Implicit in the statement that god is imaginary is the concept that god does not exist.
ford, that's assuming that humans have intelligence and its not just a series of complex chemical if else statements. Just saying.
@QIII "And yes, you did ask for proof of non-existence."
You seem incapable of grasping a very simple concept. divideatimpera stated as a fact that God is an imaginary, human creation. I asked him to prove it.
@QIII "This is only the present context of an exercise in rational and critical thought,..."
Dictionary dot com, definition of philoshopy:
"the rational investigation of the truths and principles of being, knowledge, or conduct. "
That is my definition of philosophy, if you want to talk religion, try theology. I doubt that Aristotle embraced any modern religion, he was simply using logic and followed where it led.
"@QIII that in a discussion of scientific matters, it seems many cannot resist the urge to insinuate their religion."
Does your religion prevent you from using your rational powers to arrive at truth, or can you participate in a logical discussion?
@lucky "You seem incapable of grasping a very simple concept. divideatimpera stated as a fact that God is an imaginary, human creation. I asked him to prove it."
You seem incapable of understanding the simple condition implicit in the imaginary: That a thing does not exist. To prove god to be imaginary, he would have to prove non-existence. Are you not tracking? This is at best a matter which might be discussed in a Freshman-level introduction to Philosophy.
@lucky "Dictionary dot com, definition of philoshopy:
"the rational investigation of the truths and principles of being, knowledge, or conduct. "
That is my definition of philosophy, if you want to talk religion, try theology. I doubt that Aristotle embraced any modern religion, he was simply using logic and followed where it led."
I specifically said that I was not talking about religion, but that it was only the present context.
And I don't disagree with your definition of Philosophy (capital "P", please.)
Please note "rational investigation" in your own definition.
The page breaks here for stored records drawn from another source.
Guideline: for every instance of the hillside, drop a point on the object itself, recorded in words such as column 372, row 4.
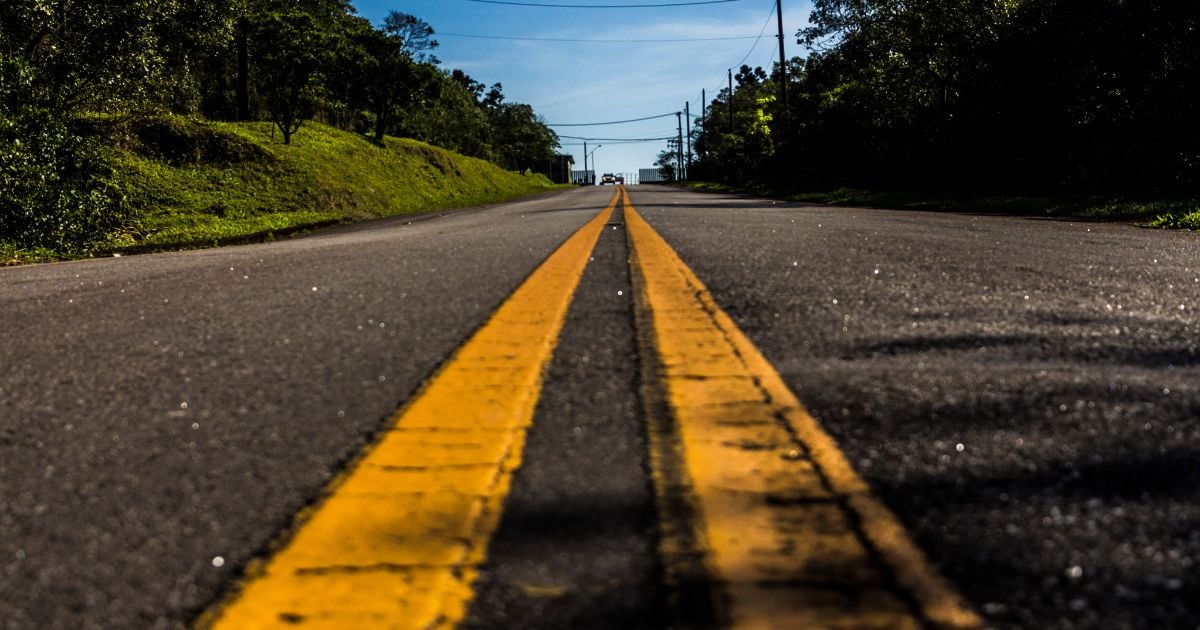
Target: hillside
column 193, row 184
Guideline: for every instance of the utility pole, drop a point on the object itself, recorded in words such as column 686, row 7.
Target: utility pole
column 783, row 60
column 731, row 101
column 679, row 148
column 687, row 109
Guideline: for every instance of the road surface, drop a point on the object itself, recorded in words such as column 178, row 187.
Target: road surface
column 1017, row 396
Thanks.
I did not say that Aristotle believed in any modern religion. He could hardly have believed in any that did not exist.
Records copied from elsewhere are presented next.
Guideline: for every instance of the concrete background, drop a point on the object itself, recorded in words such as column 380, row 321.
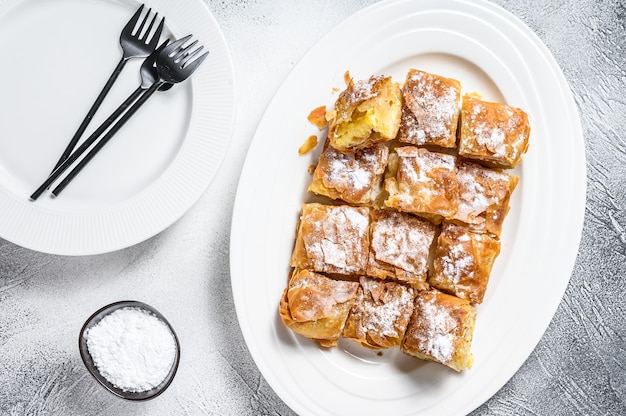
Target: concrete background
column 578, row 368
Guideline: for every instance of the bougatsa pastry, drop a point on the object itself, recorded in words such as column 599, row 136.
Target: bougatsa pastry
column 380, row 314
column 367, row 112
column 422, row 182
column 352, row 177
column 463, row 262
column 494, row 133
column 484, row 196
column 400, row 247
column 441, row 330
column 332, row 239
column 431, row 107
column 316, row 306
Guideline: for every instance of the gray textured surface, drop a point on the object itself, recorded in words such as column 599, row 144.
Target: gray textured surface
column 578, row 368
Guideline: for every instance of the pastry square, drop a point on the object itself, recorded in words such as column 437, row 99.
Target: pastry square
column 430, row 113
column 355, row 178
column 441, row 330
column 400, row 246
column 463, row 261
column 494, row 133
column 316, row 306
column 422, row 182
column 484, row 196
column 332, row 239
column 367, row 112
column 380, row 313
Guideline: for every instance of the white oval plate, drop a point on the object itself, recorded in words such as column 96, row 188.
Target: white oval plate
column 491, row 52
column 151, row 172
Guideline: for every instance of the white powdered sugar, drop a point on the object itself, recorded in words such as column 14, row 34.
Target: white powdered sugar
column 132, row 348
column 338, row 240
column 439, row 327
column 434, row 107
column 458, row 261
column 402, row 241
column 320, row 293
column 380, row 312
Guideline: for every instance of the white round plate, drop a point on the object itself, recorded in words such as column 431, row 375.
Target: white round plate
column 59, row 54
column 490, row 52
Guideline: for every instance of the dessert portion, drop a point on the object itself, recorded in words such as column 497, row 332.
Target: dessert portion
column 494, row 133
column 400, row 247
column 463, row 261
column 316, row 306
column 367, row 112
column 430, row 113
column 355, row 178
column 441, row 330
column 380, row 313
column 400, row 244
column 422, row 182
column 484, row 196
column 332, row 239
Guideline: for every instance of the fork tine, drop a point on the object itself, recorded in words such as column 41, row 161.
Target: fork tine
column 180, row 54
column 128, row 29
column 189, row 56
column 147, row 32
column 174, row 46
column 143, row 22
column 157, row 34
column 190, row 67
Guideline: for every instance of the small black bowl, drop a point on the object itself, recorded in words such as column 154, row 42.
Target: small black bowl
column 84, row 352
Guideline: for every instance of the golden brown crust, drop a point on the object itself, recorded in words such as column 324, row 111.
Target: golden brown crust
column 431, row 107
column 355, row 178
column 484, row 196
column 400, row 247
column 424, row 184
column 441, row 330
column 317, row 117
column 367, row 112
column 332, row 239
column 463, row 262
column 316, row 306
column 380, row 313
column 495, row 134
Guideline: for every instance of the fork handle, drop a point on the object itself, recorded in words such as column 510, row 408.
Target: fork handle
column 92, row 111
column 86, row 144
column 70, row 176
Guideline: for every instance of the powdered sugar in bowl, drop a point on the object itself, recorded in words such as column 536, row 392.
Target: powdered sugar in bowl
column 131, row 349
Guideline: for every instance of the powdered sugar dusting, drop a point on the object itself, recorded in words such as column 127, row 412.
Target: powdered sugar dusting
column 383, row 304
column 320, row 294
column 402, row 241
column 433, row 108
column 337, row 240
column 438, row 327
column 458, row 261
column 356, row 176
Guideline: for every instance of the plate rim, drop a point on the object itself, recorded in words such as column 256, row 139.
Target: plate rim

And the "logic" he followed in this particular case can be demonstrated to be flawed based on the development of Logic and Science since his time.
@lucky "Does your religion prevent you from using your rational powers to arrive at truth, or can you participate in a logical discussion."
Since I have none, I don't think it can get in the way.
And yes. I can participate in a rational discussion. I believe that all of my posts have been about matters of logic and logical fallacies. It has been in the context of the existence of god, not in any particular religious concept of god.
Can you participate in this rationally?
If you would like to prove the existence of something, you must first assume that it does not exist and move forward from there. To do otherwise would trap you in Petitio Principii, Circulus in Probando (assuming the conclusion while arguing in a circle, often refered to a "begging the question".)
Starting from a position that there is no god, as I must do in any rational and logical process of proving that there is a god, I find no satisfactory or compelling argument that one (or more) exists.
That I can deconstruct and dash every argument that I have heard does not mean that god does not exist, of course. However, I am rationally unmoved.
And in case you have any misapprehension that I have not heard them all, I am an ordained Baptist Minister and a former Apologist.
While I am now a non-believer (I use the term agnostic, since I cannot prove the non-existence of god and, therefore, do not "know"), I have no great and burning desire to divorce anyone from his faith.
I do, however, reserve the right to enter into a rational discussion about such faith. But it is certainly true that faith cannot be challenged rationally, since it is irrational. (By irrational, I do not want to imply, in any way, that it is "defective".)
Now insert "xyz" in place of the word "god" in my post and remove the reference to a supreme being if you wish to have the discussion be within the bounds of some context other than religion.